Parsing comma and pipe in string

I am looking to parse a string that will look like the following:

14,255,255,255|15,255,0,0|16,0,157,25|17,18,213,274

I'm trying to see if the following code here will take care of this or if there is a better, faster way:

    char theString[] = "14,255,255,255|15,255,0,0|16,0,157,25|17,18,213,274";
    char *p          = theString;
    char *pipe;
    char *comma;

    while ((pipe = strtok_r(p, "|", &p)) != NULL)
        while ((comma = strtok_r(pipe, ",", &pipe)) != NULL)
           Serial.println(comma) //This should loop 4 times (ex. 14,255,255,255)
        }
       
        //Loop until its at the last "|"
    }

Does this seem like it will work or is there a better way of doing it?
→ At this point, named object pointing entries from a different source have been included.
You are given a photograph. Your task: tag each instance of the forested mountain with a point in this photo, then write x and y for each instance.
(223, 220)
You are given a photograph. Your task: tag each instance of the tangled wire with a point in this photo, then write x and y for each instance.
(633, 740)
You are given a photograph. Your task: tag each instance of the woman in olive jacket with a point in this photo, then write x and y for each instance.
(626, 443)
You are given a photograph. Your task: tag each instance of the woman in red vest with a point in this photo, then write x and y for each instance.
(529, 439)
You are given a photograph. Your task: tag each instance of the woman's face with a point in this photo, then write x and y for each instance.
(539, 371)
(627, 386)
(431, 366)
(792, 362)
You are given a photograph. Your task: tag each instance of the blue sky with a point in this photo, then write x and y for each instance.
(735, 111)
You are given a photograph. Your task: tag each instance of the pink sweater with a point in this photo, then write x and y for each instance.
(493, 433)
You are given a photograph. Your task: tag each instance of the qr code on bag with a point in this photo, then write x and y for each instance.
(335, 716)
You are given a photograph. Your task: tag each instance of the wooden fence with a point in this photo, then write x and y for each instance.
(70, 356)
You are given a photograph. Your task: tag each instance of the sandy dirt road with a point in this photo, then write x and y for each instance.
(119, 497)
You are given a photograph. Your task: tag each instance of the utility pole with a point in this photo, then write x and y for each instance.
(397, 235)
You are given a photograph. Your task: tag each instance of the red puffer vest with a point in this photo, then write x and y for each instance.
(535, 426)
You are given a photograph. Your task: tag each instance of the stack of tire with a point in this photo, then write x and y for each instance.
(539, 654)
Looks okay to me if you don't need to preserve the results:

void setup() {
  // put your setup code here, to run once:
  Serial.begin(9600);
  char theString[] = "14,255,255,255|15,255,0,0|16,0,157,25|17,18,213,274";
  char *p          = theString;
  char *pipe;
  char *comma;

  while ((pipe = strtok_r(p, "|", &p)) != NULL) {
    while ((comma = strtok_r(pipe, ",", &pipe)) != NULL) {
      Serial.print("  ");
      Serial.print(comma); //This should loop 4 times (ex. 14,255,255,255)
    }
    Serial.println();
    //Loop until its at the last "|"
  }
}

void loop() {

}

That doesn't look like correct use of strtok_r() to me (according to the documents.)
it returns "subsequent" token; I think you'll end up looking at the wrong token.
"subsequent calls should pass NULL as the first argument."
The third argument is for saving context; it's not clear whether you can point it back at the first argument.
my man page says this is replaced by "strsep"
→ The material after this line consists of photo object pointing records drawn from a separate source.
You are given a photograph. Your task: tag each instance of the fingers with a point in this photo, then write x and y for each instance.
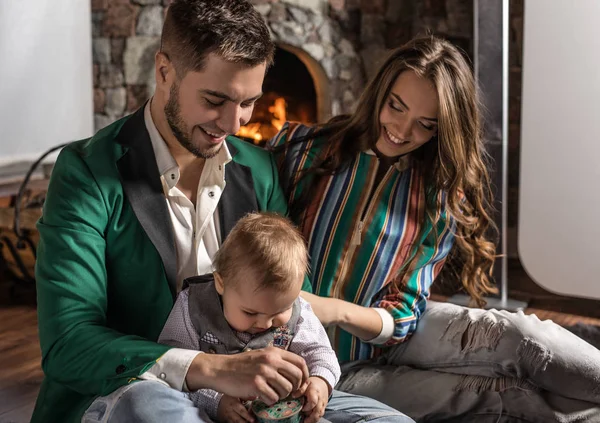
(312, 398)
(292, 366)
(316, 413)
(300, 392)
(242, 414)
(266, 393)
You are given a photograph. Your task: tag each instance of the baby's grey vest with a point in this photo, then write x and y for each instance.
(216, 336)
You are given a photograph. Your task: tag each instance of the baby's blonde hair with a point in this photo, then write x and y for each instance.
(269, 246)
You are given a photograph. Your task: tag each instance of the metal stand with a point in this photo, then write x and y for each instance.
(491, 32)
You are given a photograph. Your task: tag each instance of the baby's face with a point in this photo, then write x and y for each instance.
(252, 311)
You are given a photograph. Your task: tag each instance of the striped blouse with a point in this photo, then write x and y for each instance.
(361, 236)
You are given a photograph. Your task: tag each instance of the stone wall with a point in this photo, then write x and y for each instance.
(348, 38)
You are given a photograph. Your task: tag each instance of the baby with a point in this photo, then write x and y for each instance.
(252, 301)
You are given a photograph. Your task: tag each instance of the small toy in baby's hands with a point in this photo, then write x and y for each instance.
(287, 410)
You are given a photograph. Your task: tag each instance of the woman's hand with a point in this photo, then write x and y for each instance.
(328, 310)
(317, 397)
(362, 322)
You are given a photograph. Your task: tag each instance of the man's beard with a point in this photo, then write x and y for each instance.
(177, 125)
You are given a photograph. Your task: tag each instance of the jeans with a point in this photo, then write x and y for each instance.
(472, 365)
(151, 401)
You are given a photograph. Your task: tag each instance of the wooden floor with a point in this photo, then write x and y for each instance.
(20, 374)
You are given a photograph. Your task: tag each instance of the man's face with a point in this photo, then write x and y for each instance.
(204, 107)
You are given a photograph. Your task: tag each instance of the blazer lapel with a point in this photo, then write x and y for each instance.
(239, 197)
(143, 188)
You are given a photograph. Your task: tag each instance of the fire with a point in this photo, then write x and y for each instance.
(258, 131)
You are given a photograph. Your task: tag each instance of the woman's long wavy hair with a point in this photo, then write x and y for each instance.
(453, 162)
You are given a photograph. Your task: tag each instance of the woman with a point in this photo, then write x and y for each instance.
(385, 198)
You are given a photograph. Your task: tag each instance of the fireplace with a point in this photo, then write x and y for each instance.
(316, 74)
(289, 94)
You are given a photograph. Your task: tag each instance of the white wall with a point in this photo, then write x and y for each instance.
(45, 75)
(559, 205)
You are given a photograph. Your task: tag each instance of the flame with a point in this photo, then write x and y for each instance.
(258, 130)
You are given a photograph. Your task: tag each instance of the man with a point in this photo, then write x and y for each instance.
(144, 204)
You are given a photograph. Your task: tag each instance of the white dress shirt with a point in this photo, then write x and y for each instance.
(197, 235)
(197, 238)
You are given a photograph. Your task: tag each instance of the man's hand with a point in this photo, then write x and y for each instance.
(317, 397)
(268, 374)
(232, 410)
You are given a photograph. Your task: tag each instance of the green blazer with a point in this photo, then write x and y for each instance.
(106, 262)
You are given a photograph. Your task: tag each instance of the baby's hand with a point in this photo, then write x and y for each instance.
(317, 397)
(232, 410)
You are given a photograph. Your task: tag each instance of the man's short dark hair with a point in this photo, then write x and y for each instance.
(233, 29)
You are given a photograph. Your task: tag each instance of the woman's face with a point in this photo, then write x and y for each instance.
(409, 116)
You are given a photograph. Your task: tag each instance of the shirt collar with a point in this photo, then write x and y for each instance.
(167, 166)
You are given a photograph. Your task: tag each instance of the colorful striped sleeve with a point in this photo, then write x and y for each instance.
(407, 303)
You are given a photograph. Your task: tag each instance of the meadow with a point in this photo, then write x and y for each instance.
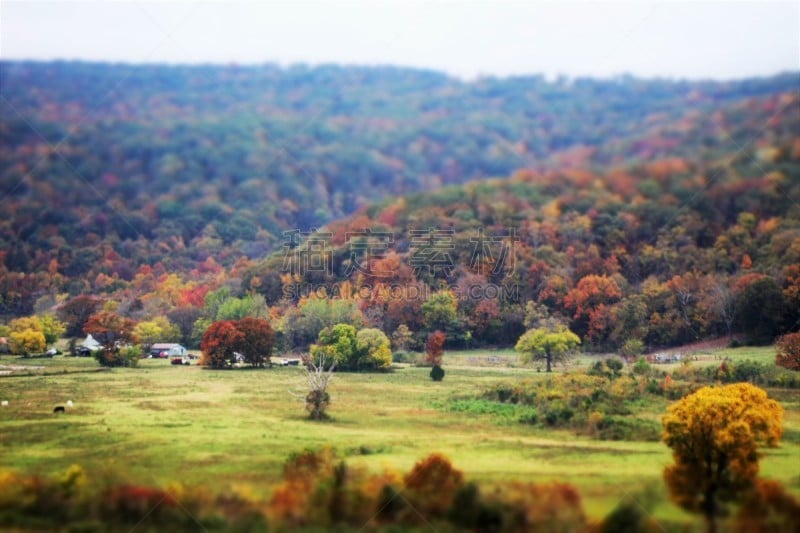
(232, 430)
Did you try it? Does it actually do what you want?

or if there is a better, faster way:

Of course there is a better way. The strtok_r() is the thread-safe re-entrant version of strtok(). It is bigger and slower and uses more memory that strtok(). And for what? So multiple threads can parse the same string at one time, without conflict. How many threads are you using on the Arduino?

Use strtok()!

I would use strtok() and split the string twice - once for the sections delimited by the pipe character and subsequently split each of those sections based on the commas

I presume the pipe character is intended to delimit groups - otherwise it might be easier to split on the comma first.

The parse example in Serial Input Basics uses strtok()

...R

PaulS:
Of course there is a better way. The strtok_r() is the thread-safe re-entrant version of strtok(). It is bigger and slower and uses more memory that strtok().

Why would any of those be true? (They aren't.)
What is different between strtok() and strtok_r() implementation-wise?

Why would any of those be true? (They aren't.)

They are ALL true. The strtok_r() version needs to make a copy of the string to be parsed. The strtok() version does not. The strtok_r() function needs to include code to check which thread is trying to access which data. The strtok() function does not. The strtok_r() function needs to do more work. Doing more work is never faster than doing less work.

What is different between strtok() and strtok_r() implementation-wise?

Feel free to look at the code. Even the argument lists give a big clue.

Can't strtok take two delimiter chars and tell you which one terminated the current section of the string?

Ah - no, it doesn't.

Well, in that case, roll your own:

char *p          = theString;
char *fragment;
char termninator;

while(*p) {
  fragment = p;
  while(*p != '|' && *p != ',' && *p!='\0') 
    p++;
  terminator = *p;
  if(termintator != '\0') p++;

  Serial.print("number is ");
  Serial.print(fragment);
  Serial.print(", and the terminator was ");
  if(termintator == '\0')
    Serial.print("end of string");
  else
    Serial.print(terminator);
  Serial.println();


}

PaulMurrayCbr:

char termninator;

terminator = *p;

if(termintator != '\0') p++;

spelling

PaulS:
They are ALL true.

None of the statements are true. Let's take them one at a time.

The strtok_r() version needs to make a copy of the string to be parsed.

Not true. It does not make a copy of the string. That is not required for reentrancy.

The strtok_r() function needs to include code to check which thread is trying to access which data.

Not true. A function doesn't have to be aware of threads to be reentrant.

The strtok_r() function needs to do more work.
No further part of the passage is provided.